# Beta-catenin-driven hepatobiliary reprogramming as a therapeutic modality for cholangiopathies

> **NIH NIH R01** · UNIVERSITY OF PITTSBURGH AT PITTSBURGH · 2021 · $400,869

## Abstract

Cholangiopathies are chronic, progressive diseases of the biliary tree, and can be either acquired or genetic. Regardless of
etiology, cholangiopathies share common pathologic mechanisms, including inflammation, aberrant ductular proliferation,
fibrosis, ductopenia, and cholestasis, which can over time result in tumorigenesis, cirrhosis, or liver failure. Despite recent
advances in our understanding and diagnosis of these diseases, there are no proven therapeutic treatments for the majority
of cholangiopathies. Thus, mechanistic-based studies that emphasize therapeutic development are desperately needed.
Previous work has identified the Wnt/β-catenin signaling pathway as a modulatable target in mouse models of biliary
injury such as 3,5-diethoxycarbonyl-1,4-dihydrocollidine (DDC) diet. Overexpression of a mutated non-degradable form
of β-catenin in transgenic (TG) mice subjected to long-term DDC results in a significant reduction in serum alkaline
phosphatase, a common prognostic marker for biliary injury, and a concurrent increase in bile flow. Notably, this
improvement was associated with widespread expression of biliary marker A6 in the hepatocytes (HC) of these TG mice.
Further analysis revealed that TG had increased expression of biliary markers in HC as early as 1 month after DDC.
During biliary injury, HC are known to alter their phenotype and acquire cholangiocyte (CC)-like features, a process
known as cellular reprogramming. HC reprogramming may contribute to biliary repair by modifying bile to reduce
toxicity, serving as a source of de novo CC to repair the biliary epithelium, or creating new channels to facilitate bile flow.
Thus, the overarching hypothesis of the proposal is that activation of Wnt/β-catenin signaling in HC during cholestasis
will induce reprogramming to a CC-like phenotype, and that this process will aid in restoring bile flow and reducing the
severity of cholestatic liver disease.

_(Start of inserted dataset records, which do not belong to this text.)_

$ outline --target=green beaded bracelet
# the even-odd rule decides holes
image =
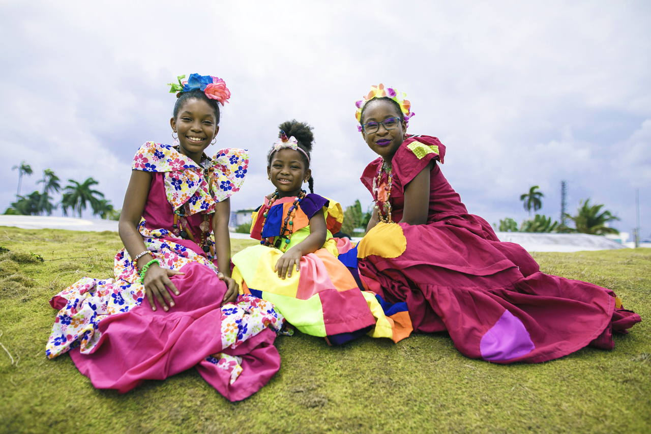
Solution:
[[[149,262],[148,262],[145,265],[145,267],[143,267],[143,269],[140,270],[140,283],[145,283],[145,273],[147,272],[147,269],[149,268],[149,266],[151,265],[152,264],[153,264],[154,263],[156,263],[157,264],[158,264],[158,266],[160,267],[161,263],[160,263],[160,261],[158,261],[158,259],[152,259],[151,261],[150,261]]]

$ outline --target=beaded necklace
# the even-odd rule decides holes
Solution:
[[[296,199],[294,199],[294,203],[290,207],[289,210],[287,211],[287,216],[284,218],[283,220],[283,229],[281,229],[280,236],[278,239],[276,240],[275,243],[273,244],[273,247],[277,249],[279,248],[281,251],[284,252],[287,250],[287,246],[289,245],[290,241],[292,239],[292,234],[294,233],[294,218],[296,215],[296,210],[298,209],[298,206],[301,205],[301,202],[305,197],[305,190],[301,190]],[[267,216],[269,215],[269,210],[271,209],[271,206],[273,203],[276,201],[278,198],[278,190],[277,190],[275,193],[271,196],[269,199],[269,203],[267,204],[268,208],[267,210],[262,214],[264,220],[262,220],[262,227],[264,227],[264,224],[267,222]],[[284,233],[286,231],[288,231],[289,233],[285,236]],[[284,239],[284,242],[283,242],[283,239]],[[273,241],[273,237],[270,237],[266,239],[263,239],[260,242],[260,244],[263,246],[267,246],[268,247],[271,247],[272,242]]]
[[[178,153],[180,152],[180,147],[175,147],[174,148]],[[202,156],[202,157],[205,156],[205,154]],[[208,157],[206,157],[208,158]],[[212,195],[212,177],[210,174],[215,171],[215,168],[213,167],[208,167],[208,169],[204,169],[203,178],[208,183],[208,190]],[[187,224],[187,220],[186,218],[186,210],[185,208],[182,207],[178,210],[179,214],[174,213],[174,224],[172,225],[172,232],[177,235],[180,235],[181,238],[184,239],[190,239],[193,242],[197,242],[195,241],[195,236],[192,234],[192,231],[190,229],[189,225]],[[212,214],[203,214],[203,222],[199,225],[199,229],[201,229],[201,244],[199,245],[201,246],[202,250],[206,253],[210,252],[210,254],[214,255],[215,252],[213,250],[212,246],[208,246],[208,235],[210,233],[212,229]]]
[[[387,172],[388,175],[388,185],[384,186],[384,190],[387,192],[387,200],[380,206],[380,182],[382,180],[382,174],[385,172],[386,167],[389,167],[389,171]],[[375,207],[374,208],[378,210],[378,219],[380,222],[383,223],[393,223],[391,220],[391,203],[389,199],[391,197],[391,186],[393,185],[393,176],[391,174],[391,171],[393,167],[387,164],[386,162],[383,162],[380,165],[380,168],[378,169],[378,192],[376,195],[375,199]],[[382,212],[384,212],[384,215],[382,215]]]

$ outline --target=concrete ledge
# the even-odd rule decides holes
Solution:
[[[628,248],[616,241],[586,233],[496,232],[500,241],[519,244],[527,252],[583,252]]]

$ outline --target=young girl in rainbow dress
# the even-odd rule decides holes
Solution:
[[[439,166],[445,147],[407,134],[404,94],[380,84],[357,102],[359,130],[378,154],[361,177],[376,202],[357,246],[359,273],[387,302],[406,303],[417,332],[447,330],[456,348],[496,363],[540,362],[641,321],[612,291],[540,272],[518,244],[468,214]]]
[[[296,121],[280,125],[267,159],[276,190],[251,225],[251,238],[260,244],[233,256],[233,278],[243,294],[271,302],[301,332],[342,343],[368,332],[376,320],[343,260],[350,242],[332,236],[341,228],[341,206],[312,191],[311,129]]]
[[[230,93],[216,77],[184,78],[171,85],[174,145],[147,142],[133,159],[115,278],[84,278],[51,299],[59,312],[46,354],[69,351],[95,387],[121,393],[196,366],[237,401],[279,368],[273,330],[284,320],[270,303],[238,296],[230,278],[229,197],[244,181],[248,155],[204,152]]]

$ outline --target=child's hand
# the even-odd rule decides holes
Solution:
[[[224,300],[221,302],[221,306],[237,300],[238,295],[240,293],[240,285],[235,282],[235,280],[226,277],[222,272],[217,273],[217,276],[219,278],[220,280],[223,280],[224,283],[229,287],[229,290],[224,295]]]
[[[171,292],[174,291],[174,295],[178,295],[178,289],[174,285],[169,278],[176,274],[185,274],[180,271],[174,271],[169,268],[163,268],[159,267],[158,264],[152,264],[149,269],[145,274],[145,291],[147,294],[147,300],[149,300],[149,305],[152,306],[152,310],[156,310],[156,304],[154,302],[154,297],[156,298],[160,305],[163,306],[163,310],[167,311],[169,308],[174,307],[174,300],[172,298]],[[165,302],[167,304],[165,304]]]
[[[287,277],[292,277],[292,271],[294,270],[294,265],[296,266],[296,271],[299,270],[301,256],[303,255],[301,254],[298,249],[296,246],[292,247],[278,258],[278,261],[276,263],[276,266],[273,267],[273,270],[278,271],[278,277],[281,279],[284,280],[286,274]]]

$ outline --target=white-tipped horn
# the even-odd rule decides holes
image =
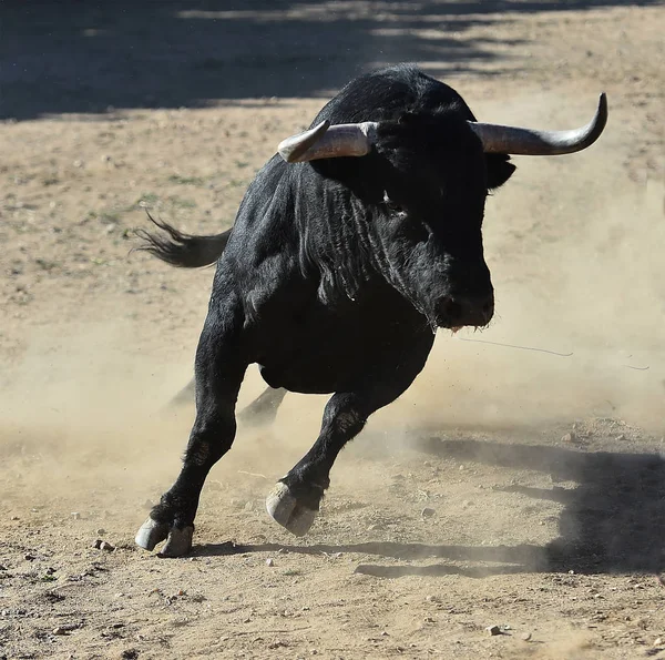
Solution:
[[[377,125],[376,122],[362,122],[331,126],[326,120],[309,131],[287,138],[277,150],[287,163],[362,156],[371,151]]]
[[[583,128],[573,131],[535,131],[518,126],[469,122],[480,138],[485,153],[514,155],[560,155],[591,146],[607,123],[607,98],[603,92],[595,116]]]

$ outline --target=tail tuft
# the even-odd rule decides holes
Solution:
[[[178,268],[201,268],[214,264],[222,256],[232,232],[226,230],[214,236],[195,236],[180,232],[162,220],[155,220],[150,213],[147,217],[167,235],[135,230],[134,233],[142,244],[134,250],[150,252]]]

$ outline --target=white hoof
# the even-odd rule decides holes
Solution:
[[[168,536],[168,525],[149,518],[136,532],[135,544],[144,550],[154,550],[155,546]]]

In aim 1, we will unambiguously determine if β-catenin-overexpressing HC fully
differentiate into functional CC or maintain an intermediate phenotype during cholestasis by isolating permanently labeled
HC and their progeny and analyzing them through phenotypic characterization, functional tests, and transcriptomic
analysis. In aim 2, we will characterize the mechanism by which Wnt/β-catenin activates a biliary phenotype in HC by
using unbiased methods to identify the transcription factors downstream of β-catenin in cholestasis, as well as evaluating
the contribution of Yap signaling as a potential downstream effector of β-catenin using an in vivo two-gene reporter
system. In aim 3, we will determine whether activating β-catenin in HC will enhance transdifferentiation into fully-
functional CC in the absence of a functional biliary system. First, we will determine the effect of inhibiting or
overexpressing β-catenin on the formation of biliary structures in vitro (HC-derived organoid cultures). Next, we will
exogenously activate β-catenin us...

## Key facts

- **NIH application ID:** 10180952
- **Project number:** 5R01DK119435-03
- **Recipient organization:** UNIVERSITY OF PITTSBURGH AT PITTSBURGH
- **Principal Investigator:** Kari N Nejak-Bowen
- **Activity code:** R01 (R01, R21, SBIR, etc.)
- **Funding institute:** NIH
- **Fiscal year:** 2021
- **Award amount:** $400,869
- **Award type:** 5
- **Project period:** 2019-09-20 → 2024-05-31

## Primary source

NIH RePORTER: https://reporter.nih.gov/project-details/10180952

## Citation

> US National Institutes of Health, RePORTER application 10180952, Beta-catenin-driven hepatobiliary reprogramming as a therapeutic modality for cholangiopathies (5R01DK119435-03). Retrieved via AI Analytics 2026-05-22 from https://api.ai-analytics.org/grant/nih/10180952. Licensed CC0.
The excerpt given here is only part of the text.